Then the Jayhawks kicked off and not until the Huskers had scored the winning points did they get hold of the ball.
Fred Metheny caught Evans’ boot on his 10, reversed to Zikmund and Zik loped 21 yards up the sidelines to his 31 before tacklers closed in and spilled him. This time it took a dozen plays to cover the 69 intervening yards. The same threesome did the lugging. The most impressive bit was Long’s 25-yard gallop on a double reverse which netted a first down on the Kansas 34.
An offside penalty delayed the profit-taking by setting the scrimmage line back from the nine to the 14, but on the very next play Zikmund made back the loss and three more yards to boot. Long followed with a smash inside left tackle that proved enough.

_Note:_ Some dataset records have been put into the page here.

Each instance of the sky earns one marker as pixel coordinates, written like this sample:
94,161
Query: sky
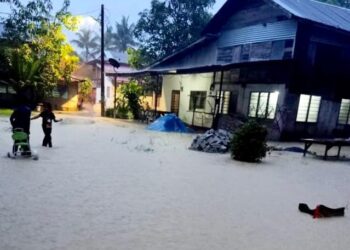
90,10
114,9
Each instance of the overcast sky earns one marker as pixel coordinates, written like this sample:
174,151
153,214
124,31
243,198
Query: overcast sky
114,10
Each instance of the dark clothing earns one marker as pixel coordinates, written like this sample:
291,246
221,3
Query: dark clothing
47,138
48,117
20,118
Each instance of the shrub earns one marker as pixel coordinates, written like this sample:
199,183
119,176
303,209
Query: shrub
122,113
249,142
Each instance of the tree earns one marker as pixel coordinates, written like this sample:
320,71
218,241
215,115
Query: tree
88,41
124,36
131,92
37,37
342,3
171,25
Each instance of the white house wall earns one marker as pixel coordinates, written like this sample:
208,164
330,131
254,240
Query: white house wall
185,84
109,100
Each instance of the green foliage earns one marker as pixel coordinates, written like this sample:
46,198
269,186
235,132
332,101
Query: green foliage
249,142
124,36
171,25
135,58
120,112
41,57
129,97
85,87
88,41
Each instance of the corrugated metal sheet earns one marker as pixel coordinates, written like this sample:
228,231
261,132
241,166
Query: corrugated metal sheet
259,33
319,12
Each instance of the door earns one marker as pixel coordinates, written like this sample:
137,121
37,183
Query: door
175,102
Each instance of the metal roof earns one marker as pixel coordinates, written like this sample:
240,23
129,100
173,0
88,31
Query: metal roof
318,12
315,11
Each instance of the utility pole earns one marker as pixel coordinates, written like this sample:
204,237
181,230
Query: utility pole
102,62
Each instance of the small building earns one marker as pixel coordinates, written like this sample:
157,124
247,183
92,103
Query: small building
92,71
283,62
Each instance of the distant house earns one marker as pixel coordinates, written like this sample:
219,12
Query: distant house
284,62
92,71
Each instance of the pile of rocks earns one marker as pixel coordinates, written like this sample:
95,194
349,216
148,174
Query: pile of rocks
212,141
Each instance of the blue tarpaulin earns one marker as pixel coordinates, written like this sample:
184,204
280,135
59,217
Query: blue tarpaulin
169,123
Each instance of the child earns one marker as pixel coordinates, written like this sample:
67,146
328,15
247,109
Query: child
48,116
20,121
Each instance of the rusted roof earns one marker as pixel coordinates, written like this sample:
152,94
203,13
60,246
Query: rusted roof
315,11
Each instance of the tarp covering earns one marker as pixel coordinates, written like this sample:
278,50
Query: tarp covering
169,123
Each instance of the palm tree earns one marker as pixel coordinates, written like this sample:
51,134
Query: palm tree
88,41
124,36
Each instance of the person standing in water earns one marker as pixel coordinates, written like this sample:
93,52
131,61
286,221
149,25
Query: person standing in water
48,116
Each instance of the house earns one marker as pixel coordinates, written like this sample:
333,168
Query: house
284,62
92,71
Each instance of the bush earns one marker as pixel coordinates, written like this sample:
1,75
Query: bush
249,142
122,113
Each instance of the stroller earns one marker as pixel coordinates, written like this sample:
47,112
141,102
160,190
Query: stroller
21,147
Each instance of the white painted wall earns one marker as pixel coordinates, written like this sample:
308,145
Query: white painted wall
186,84
109,101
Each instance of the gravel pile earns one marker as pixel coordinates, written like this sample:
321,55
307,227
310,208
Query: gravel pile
212,141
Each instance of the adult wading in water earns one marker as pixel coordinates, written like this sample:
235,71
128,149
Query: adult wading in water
48,116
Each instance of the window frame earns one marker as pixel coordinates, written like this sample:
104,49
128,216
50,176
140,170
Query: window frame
201,94
266,113
308,109
347,122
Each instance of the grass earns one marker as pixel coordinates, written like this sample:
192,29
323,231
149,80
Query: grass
5,112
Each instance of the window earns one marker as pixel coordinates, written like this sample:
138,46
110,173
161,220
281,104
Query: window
263,104
309,106
224,101
108,92
344,112
197,100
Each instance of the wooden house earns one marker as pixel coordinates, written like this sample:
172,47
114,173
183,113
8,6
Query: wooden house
283,62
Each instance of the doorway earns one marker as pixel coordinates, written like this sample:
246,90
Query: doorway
175,102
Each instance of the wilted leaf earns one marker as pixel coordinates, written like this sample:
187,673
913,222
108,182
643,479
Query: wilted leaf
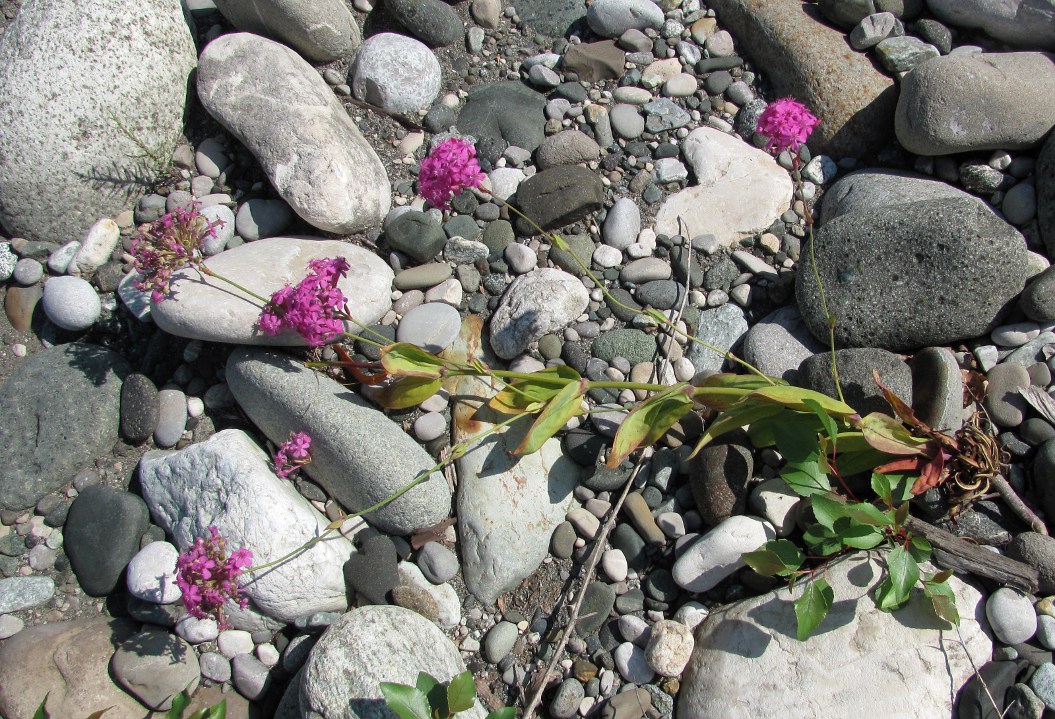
561,408
408,391
406,360
648,422
408,702
812,606
886,434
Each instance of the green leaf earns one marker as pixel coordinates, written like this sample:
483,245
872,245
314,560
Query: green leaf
563,406
461,693
903,571
504,713
408,391
648,422
942,599
829,425
435,693
408,702
406,360
806,479
812,606
886,434
778,557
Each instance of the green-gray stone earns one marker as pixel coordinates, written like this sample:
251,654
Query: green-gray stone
633,345
582,246
416,234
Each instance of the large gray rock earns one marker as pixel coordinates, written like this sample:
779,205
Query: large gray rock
904,664
69,663
320,30
1022,23
540,302
971,102
740,190
60,144
369,645
60,411
507,505
359,455
810,61
892,286
309,148
209,309
227,482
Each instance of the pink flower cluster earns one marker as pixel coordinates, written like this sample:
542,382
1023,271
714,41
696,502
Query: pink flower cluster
787,123
449,168
207,577
292,454
313,308
167,245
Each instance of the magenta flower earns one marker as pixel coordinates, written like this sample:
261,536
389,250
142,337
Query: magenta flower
292,454
208,577
313,308
787,123
449,168
167,245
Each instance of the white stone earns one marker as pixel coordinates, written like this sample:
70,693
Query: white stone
740,190
209,309
95,248
308,146
397,73
152,574
71,303
227,482
716,555
83,88
902,664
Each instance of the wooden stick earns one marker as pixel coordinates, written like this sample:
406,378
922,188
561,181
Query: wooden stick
960,555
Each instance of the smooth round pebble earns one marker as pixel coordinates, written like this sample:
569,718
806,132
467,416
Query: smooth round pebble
71,303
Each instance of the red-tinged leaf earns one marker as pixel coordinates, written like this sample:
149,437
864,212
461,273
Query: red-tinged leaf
888,435
899,407
408,391
650,421
409,361
563,406
932,473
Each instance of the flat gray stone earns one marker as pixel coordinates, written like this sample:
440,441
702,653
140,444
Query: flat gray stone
142,74
359,455
308,147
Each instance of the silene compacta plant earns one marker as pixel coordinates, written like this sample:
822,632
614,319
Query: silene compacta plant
822,440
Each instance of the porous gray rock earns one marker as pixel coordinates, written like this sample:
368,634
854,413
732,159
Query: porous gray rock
227,482
370,645
309,148
750,648
321,30
136,55
970,102
893,287
61,410
359,455
209,309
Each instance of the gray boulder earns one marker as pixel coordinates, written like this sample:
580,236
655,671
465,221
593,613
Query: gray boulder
370,645
749,651
892,286
60,411
359,455
1022,23
61,146
227,482
309,148
970,102
320,30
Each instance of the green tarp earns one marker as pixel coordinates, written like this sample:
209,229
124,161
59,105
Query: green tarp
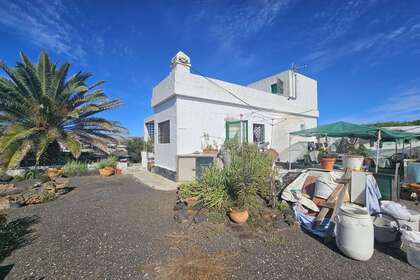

Schleich kicked the fourteenth point and then kicked off out of bounds.
Then Master Evans was loose again. With time ticking fast away he pitched the battle line forward from his 30, whence an offside had placed it, 65 yards to the Nebraska five. There, on a first-down play, Baker fumbled and the whole Husker line dived for the ball. Joe Byler got to it first, and after Metheny tried three sneaks the game was over.
Once again Evans was a hero in defeat. He threw 19 times. Twelve times mates whom he intended made the catches. Only once did a Nebraskan intercept. Evans’ work netted about 206 yards for Kansas. Everything the Huskers did netted them about 204.
The Huskers set their defenses to stop this thrust from the air, and the score says they were successful enough. But their five-man line enabled Baker to run and Ed Linquist to plunge in a manner that was hardly anticipated by the Husker war council.
Because their running attack did pretty well against their pass-wary rivals, the Jayhawks perpetrated all the threatening during the first three periods. Once, just after the first change of goals they progressed 57 yards to the Husker 14, where Baker missed Evans’ fourth-down pass.
Until they began their first touchdown drive, the Huskers were pretty dull and sluggish when they had the ball. This was partly due to the fine line play of Jayhawk Ends Otto Schnellbacher and Paul Hardman and Tackles Don Johnson and Warren Hodges. Only Eisenhart could push the yards behind him. The K.U. guards just weren’t up to the lads beside them and Eisenhart was running his best of the autumn.
But on the rare occasions during the first 40 minutes when the Huskers were confronted by mild opportunity, they forgot about Eisenhart’s successful midfield battering and resorted to passes that failed.
Not until Prof. Presnell shooed in Long and the ailing Zikmund was there generalship of the sort that capitalized on strength.
Nebraska is 91-23 all-time against Kansas.